The funny part about that is that my nemesis, the Snidely Whiplash to my Dudley Do-Right or the Lex Luthor to my Superman, was stuck with this, so he moved the goalposts. He said, “Oh, we overlooked that. That was our bad. We weren’t competent enough to realize that the program had actually started in Year Zero, not in Year Two. Therefore, you don’t know whether it’s due to the participants or non-participants.”
That turned out to be a big enough lie. And I don’t mind saying, oh, I’ll say on the record, Ron Goetzel is a liar. He can go ahead and sue me. The difference between him and me is that, if he calls me a liar, I’ll have him in court the next day. [Editor’s Note: We have emailed Goetzel to see if he wants to respond or offer a general defense of the economics of wellness, as he once did via an article we published. If he does so, we will update this article. To our knowledge, he has not yet responded to the original HIStalk article, published last week.]
They put out a graph that shows suddenly that the program started in Year Zero, not Year Two. The people who actually did the program got upset enough with that. If you go back and look at the website now, they have in fact replaced the lie with the truth, which is that the program started in Year Two after dramatic savings had already been found.

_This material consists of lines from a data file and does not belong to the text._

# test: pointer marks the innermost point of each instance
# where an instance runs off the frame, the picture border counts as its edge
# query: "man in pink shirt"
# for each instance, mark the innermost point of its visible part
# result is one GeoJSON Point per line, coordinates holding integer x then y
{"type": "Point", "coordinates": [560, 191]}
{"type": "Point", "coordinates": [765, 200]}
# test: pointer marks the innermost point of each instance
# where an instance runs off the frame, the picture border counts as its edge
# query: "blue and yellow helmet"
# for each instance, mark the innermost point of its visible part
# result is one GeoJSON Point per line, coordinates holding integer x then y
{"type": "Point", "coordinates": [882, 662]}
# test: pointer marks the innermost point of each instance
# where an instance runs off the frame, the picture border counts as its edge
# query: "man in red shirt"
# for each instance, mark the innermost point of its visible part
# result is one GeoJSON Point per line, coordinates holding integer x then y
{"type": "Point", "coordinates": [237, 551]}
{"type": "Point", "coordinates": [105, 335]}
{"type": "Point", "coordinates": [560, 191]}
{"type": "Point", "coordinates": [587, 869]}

You’ve made the case that the simplest way to measure a workplace wellness program’s success is to ask the people who signed up if they participate regularly and see benefit from it. Do most programs fail even that basic test?
There is a tool put out by the Validation Institute that is the most elegant tool for measuring the cost-effectiveness of programs that I’ve ever seen. We are big supporters of it. You ask employees two questions. How much did you use something? You may not even have to ask them that because you already know. Then, did you find it useful? Then you multiply the number of times somebody used something times the usefulness they found. That gives you an engagement score as your Y axis. On the X axis is the cost of the program. You plot the engagement score against the cost of the program and you can tell in a single graph how cost-effective your programs are as viewed by employee use, employee engagement.